Trent--I had not considered the FOID card number wrinkle--thanks for mentioning. I am not overly worried, I've had this sort of thing happen before minus the FOID info. Canceling FOID and CCW number in Illinois these days would be a nightmare requiring you to put on multiple sock puppet shows for low-level functionaries already ground down by the current political situation in the state. I'm holding off for now but please pass on any info you gleen---thanks! Mike B. (aka Neo-Luddite)
I'll call the state police on Monday, and get a verdict. Didn't have time today as I had to work two jobs, covering for another employee on vacation.

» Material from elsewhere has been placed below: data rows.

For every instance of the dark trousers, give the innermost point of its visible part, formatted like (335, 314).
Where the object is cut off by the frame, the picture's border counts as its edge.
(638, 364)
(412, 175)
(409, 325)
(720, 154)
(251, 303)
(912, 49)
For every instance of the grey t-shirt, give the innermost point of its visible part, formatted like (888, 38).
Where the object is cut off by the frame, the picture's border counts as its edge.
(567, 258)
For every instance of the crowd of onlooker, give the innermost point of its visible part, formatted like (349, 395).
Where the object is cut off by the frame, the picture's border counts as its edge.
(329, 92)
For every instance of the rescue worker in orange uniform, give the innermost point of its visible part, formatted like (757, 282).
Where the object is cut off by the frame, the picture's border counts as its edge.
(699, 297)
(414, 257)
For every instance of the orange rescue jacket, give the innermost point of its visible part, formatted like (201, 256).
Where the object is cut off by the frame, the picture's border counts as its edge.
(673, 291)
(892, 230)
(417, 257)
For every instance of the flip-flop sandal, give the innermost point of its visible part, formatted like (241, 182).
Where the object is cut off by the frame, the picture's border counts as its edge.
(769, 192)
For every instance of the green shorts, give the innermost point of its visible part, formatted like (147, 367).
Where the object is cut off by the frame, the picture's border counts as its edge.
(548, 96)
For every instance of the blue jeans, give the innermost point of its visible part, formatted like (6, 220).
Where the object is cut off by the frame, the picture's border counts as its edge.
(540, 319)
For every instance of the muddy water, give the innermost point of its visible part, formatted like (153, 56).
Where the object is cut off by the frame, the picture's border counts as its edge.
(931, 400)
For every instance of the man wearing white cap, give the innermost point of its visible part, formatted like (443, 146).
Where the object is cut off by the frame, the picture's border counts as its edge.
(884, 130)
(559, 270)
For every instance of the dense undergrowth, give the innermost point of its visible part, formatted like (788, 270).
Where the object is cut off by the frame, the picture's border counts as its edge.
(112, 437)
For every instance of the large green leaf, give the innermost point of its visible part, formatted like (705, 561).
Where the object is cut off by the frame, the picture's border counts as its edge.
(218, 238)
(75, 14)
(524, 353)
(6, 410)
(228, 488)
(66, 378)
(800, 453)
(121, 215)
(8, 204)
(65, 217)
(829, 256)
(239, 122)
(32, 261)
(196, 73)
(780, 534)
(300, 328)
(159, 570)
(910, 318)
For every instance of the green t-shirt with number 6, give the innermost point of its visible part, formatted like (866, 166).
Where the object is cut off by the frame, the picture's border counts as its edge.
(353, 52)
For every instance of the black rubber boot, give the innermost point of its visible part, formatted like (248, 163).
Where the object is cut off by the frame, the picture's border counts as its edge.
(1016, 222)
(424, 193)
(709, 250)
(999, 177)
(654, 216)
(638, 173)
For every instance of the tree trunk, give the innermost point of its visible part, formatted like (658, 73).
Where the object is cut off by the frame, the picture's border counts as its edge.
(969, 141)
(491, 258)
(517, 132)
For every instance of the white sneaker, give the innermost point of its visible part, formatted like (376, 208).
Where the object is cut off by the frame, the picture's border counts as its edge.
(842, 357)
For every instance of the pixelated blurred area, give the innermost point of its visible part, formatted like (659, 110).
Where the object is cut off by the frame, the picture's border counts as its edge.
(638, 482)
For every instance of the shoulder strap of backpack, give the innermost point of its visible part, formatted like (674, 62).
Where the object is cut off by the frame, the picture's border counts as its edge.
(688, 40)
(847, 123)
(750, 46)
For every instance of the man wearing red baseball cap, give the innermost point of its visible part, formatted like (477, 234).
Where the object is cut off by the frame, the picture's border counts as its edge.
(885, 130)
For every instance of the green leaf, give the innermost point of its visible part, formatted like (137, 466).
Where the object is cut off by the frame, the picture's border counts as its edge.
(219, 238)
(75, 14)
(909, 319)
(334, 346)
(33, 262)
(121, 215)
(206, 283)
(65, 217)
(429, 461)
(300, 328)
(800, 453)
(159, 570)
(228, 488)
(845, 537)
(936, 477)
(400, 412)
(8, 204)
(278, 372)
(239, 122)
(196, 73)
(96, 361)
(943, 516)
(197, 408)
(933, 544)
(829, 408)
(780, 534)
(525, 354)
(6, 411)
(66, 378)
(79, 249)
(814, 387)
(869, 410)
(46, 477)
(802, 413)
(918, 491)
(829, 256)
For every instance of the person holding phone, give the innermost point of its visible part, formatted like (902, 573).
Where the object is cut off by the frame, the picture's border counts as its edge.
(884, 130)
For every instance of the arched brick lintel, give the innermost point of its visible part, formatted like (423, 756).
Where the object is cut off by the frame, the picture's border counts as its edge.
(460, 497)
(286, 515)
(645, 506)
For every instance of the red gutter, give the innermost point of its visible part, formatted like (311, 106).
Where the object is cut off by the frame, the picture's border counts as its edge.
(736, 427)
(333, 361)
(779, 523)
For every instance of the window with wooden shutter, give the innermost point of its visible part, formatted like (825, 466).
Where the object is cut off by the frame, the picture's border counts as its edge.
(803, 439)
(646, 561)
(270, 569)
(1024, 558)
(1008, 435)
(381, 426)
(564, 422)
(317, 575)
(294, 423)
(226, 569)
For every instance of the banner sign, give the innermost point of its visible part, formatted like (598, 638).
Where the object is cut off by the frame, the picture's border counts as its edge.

I don't *THINK* this will be enough to cause them to invalidate FOID's, but you never know. FOID #'s are freely tossed about between people on private sales all day long, as now required by state law, as well as shown to anyone who asks at gunshows (private citizen or dealer). The only difference here is "someone we don't know" has our FOID # and expiration dates.
Well, heck, there's plenty of people I've known for all of 5 minutes have seen my FOID# and expiration date.
Yes, that personally identifiable information IS used to create accounts on the IL website for concealed carry licensing, BUT the only address that is going to get sent to is what is on your FOID. So even though they'll know your height, weight, etc to set up a digital IL identification, I don't think there's any risk of fraudulent concealed carry licenses being issued since they only ship those to the actual address on the card, with no exceptions.
Plus, you'd need the SSN to do anything on the Illinois websites using digital ID's. The height / weight / etc on the license is only an additional factor used to authenticate you. To properly exploit those systems you'd need the Drivers license (and/or FOID), PLUS SSN, which wasn't released.
Anyway, I hope to heck this doesn't cause a wrinkle with FOID, because if it does it'll be pretty damn expensive for folks with FCCL. FOID replacement is pretty cheap, but FCCL replacement, no so much. That's damned expensive!
Without SSN, hopefully there's nothing that will come of this, for anyone.
However, if the bad guys have SSN from another source (different hack such as healthcare.gov, US department of labor hack, any number of thousands of other commercial hacks, etc), it could spell big trouble as they'd not only have your SSN but ALSO every other bit of information they'd need correlated together, to do serious damage with identity theft, fraudulent tax returns, etc, etc.
To a group (Russian Mafia, Nigerians, Brazilians, Chinese, etc) who have turned hacking for profits in to a national industry, those images scraped off of AIM could turn in to a very big payday.